According to the study, the consumption of banana beer is considered an essential feature of the diet. Moreover, the consumption of banana beer is believed to contribute to a person's strength generally including the strength of one's blood. Bananas beer serves as an apt mediator because its controlled
consumption suggests the subjective wholeness of a human being both the valued quality of self-control and its opposite. The study says that the most conspicuous context in which the symbolic mediating role of banana beer is replicated is in offerings to the ancestors. If a father and son live near one another, a man will commonly present his father with a calabash of beer whenever he prepares it.
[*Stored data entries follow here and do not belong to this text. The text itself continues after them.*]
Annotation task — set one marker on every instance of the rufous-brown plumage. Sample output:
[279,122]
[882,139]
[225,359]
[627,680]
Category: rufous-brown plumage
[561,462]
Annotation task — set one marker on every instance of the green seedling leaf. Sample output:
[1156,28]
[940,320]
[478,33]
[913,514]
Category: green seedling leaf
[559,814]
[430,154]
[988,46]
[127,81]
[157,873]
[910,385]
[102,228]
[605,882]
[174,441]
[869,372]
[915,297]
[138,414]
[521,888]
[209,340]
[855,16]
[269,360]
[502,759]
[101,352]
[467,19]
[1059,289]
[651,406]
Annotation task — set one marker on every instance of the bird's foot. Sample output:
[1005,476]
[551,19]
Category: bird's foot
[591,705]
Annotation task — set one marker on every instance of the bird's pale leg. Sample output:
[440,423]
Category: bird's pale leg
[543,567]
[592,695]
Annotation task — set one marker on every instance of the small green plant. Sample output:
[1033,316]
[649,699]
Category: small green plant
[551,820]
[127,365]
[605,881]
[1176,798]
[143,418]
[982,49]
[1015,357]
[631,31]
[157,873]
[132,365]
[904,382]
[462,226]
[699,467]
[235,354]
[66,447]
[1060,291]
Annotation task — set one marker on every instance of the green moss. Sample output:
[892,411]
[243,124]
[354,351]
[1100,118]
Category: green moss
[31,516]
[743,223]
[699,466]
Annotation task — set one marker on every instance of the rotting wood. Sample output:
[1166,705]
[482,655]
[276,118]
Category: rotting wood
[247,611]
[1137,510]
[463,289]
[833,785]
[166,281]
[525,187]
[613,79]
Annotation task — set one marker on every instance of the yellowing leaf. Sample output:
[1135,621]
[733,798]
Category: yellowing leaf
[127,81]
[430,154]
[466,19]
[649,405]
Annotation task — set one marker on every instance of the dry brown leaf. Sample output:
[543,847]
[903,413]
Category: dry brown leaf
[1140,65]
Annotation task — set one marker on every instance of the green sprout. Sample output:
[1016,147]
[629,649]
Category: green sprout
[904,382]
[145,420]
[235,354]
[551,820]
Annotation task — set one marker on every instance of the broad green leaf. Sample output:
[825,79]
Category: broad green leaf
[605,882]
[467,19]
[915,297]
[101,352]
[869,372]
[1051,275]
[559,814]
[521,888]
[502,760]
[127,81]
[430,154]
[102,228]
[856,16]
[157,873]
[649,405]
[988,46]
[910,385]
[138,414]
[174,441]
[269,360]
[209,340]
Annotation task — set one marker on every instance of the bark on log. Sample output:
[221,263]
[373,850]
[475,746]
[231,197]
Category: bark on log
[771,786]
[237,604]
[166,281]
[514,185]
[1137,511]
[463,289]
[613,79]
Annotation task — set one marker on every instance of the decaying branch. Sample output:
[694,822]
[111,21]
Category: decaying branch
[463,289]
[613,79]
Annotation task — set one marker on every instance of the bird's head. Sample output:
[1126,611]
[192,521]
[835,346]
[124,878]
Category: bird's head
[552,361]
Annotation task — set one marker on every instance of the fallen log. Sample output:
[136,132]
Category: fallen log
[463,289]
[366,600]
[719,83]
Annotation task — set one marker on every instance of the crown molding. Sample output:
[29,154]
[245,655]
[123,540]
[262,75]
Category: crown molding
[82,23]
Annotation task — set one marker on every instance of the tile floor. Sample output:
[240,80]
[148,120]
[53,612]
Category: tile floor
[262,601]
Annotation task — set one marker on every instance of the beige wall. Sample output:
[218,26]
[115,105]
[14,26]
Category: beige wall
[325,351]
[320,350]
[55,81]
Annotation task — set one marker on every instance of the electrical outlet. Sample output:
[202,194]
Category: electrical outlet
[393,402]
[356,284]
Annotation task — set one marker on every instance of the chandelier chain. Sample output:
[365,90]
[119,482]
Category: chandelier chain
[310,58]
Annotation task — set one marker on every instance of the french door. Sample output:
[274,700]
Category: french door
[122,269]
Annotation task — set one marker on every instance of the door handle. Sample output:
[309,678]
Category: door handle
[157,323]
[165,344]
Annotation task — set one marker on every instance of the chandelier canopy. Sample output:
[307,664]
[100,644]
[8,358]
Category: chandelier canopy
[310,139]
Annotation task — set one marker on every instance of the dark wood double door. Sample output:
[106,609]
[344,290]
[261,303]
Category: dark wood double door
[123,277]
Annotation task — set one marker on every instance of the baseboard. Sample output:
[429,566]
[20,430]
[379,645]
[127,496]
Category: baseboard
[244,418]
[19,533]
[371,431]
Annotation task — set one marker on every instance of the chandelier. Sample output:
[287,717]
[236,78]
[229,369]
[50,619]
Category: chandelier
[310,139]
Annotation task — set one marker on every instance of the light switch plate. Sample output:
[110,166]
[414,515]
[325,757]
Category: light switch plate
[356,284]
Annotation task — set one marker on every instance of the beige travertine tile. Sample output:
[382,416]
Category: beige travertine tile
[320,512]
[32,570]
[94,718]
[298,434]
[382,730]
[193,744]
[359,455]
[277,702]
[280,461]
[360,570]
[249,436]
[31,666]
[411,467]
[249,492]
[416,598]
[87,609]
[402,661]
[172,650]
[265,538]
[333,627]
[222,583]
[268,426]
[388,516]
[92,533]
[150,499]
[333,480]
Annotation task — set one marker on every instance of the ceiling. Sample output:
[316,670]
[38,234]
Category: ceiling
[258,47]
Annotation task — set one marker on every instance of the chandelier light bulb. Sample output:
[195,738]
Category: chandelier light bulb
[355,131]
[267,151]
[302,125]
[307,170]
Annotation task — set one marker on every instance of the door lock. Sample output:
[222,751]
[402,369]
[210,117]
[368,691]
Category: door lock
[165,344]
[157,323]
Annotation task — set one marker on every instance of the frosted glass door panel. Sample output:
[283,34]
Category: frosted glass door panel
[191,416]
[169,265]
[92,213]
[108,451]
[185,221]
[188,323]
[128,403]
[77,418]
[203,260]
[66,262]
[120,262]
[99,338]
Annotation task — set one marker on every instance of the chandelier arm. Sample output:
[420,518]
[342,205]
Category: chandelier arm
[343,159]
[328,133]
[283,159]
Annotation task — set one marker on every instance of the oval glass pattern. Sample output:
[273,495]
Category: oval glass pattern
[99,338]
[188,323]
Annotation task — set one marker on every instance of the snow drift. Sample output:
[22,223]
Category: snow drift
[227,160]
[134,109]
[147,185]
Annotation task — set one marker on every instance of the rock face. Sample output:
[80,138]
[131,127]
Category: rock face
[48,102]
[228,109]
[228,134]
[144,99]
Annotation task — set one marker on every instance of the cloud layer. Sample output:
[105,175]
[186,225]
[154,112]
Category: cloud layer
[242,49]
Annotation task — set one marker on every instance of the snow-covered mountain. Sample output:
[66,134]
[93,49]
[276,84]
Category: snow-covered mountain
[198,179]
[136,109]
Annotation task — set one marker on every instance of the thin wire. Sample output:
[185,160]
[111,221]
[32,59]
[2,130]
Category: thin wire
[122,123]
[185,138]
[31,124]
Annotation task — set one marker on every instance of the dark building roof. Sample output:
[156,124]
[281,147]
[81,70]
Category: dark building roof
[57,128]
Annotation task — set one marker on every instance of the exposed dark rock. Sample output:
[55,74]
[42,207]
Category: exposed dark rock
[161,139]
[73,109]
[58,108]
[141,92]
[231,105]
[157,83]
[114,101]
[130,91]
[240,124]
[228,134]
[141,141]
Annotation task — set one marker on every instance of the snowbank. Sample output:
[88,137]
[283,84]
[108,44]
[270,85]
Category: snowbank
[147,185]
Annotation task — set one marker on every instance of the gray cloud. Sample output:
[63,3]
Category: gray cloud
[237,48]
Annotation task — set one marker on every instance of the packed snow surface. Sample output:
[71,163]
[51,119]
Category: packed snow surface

If a man's father had died, he may present his ancestors with beer by placing a calabash at the altar in the traditional house, thereby conjoining symbolically the domains of the living and the dead. If a man lives in a Western style house, he may put the beer in a corner that symbolizes the traditional altar. "If a man does not make offerings to his ancestors, no other alcoholic beverage may be substituted because the ancestors knew only banana beer in the past, "explains the study, warning that banana gin cannot be used as a substitute because it is described as foreign.
Haya or Nyambo traditions maintain that to use banana beer properly means to refresh oneself okwehoreleza or to quench a thirst (okutamba eiliho) or to be happy and hilarious. The goal of consumption is not to become either slightly drunk or very drunk. Rather, the study says that one should drink to refresh oneself and to feel high. The Haya or Nyambo do not perceive intoxication as a means of communication with spirits or ancestors and it is an extreme insult to tell someone "watamila", you're drunk. The study says that the crucial factor demarcating the valued state of slightly altered perception and drunkenness is control of the self. To maintain self-control is a highly valued virtue, the study says. As for the economic importance, banana beer and banana gin have resulted in many people turning to laziness because of drinking and not taking time to cultivate. People say the idlest citizens (abanafu) live by banana gin. At the same time, people feel banana gin is more productive and brings quick profit because crop harvesting is slow and brings a lower profit. Rural areas are perceived as places where bananan beer and even banana gin are not adversely affected by commoditization.
In urban contexts, both banana beer and banana gin (Enkonyagi or enguli) were commonly said to be watered down to increase profits. In case of banana beer for the market care is not always taken to make certain that the proper amount of bananas and sorghum are used, resulting in poor quality taste. Banana beer is normally produced with bananas of a particular type embiile/enkundi that differ from the staple cooking banana (ekitoke). Unlike grain-based African beers, banana beer is never cooked. Bananas for beer production are ripened artificially either by hanging them above the hearth (aharutala) or by burying them in a pit for several days to transform starches into fermentable sugars the process called kwalika.
After the bananas have ripened, they are placed in a dug-out wooden (obwato) through either peeled or unpeeled and mashed by stomping. Type grasses (orushojo) are added to aid the breakdown of the bananas. After impurities are removed through the use of grass filters, enough water is added to equal the amount of juice (omulamba) obtained. Dried sorghum (omugusa) is added to the mixture, the trough is covered with banana leaves and the mixture is allowed to ferment for at least 24 hours. Among these tribes, men are responsible for producing banana beer. Although women and children may assist in various phases of production, such as collecting grass or water, women are not allowed to crush the bananas because the work is said to be particularly arduous and because the brew could be contaminated if a woman is menstruating.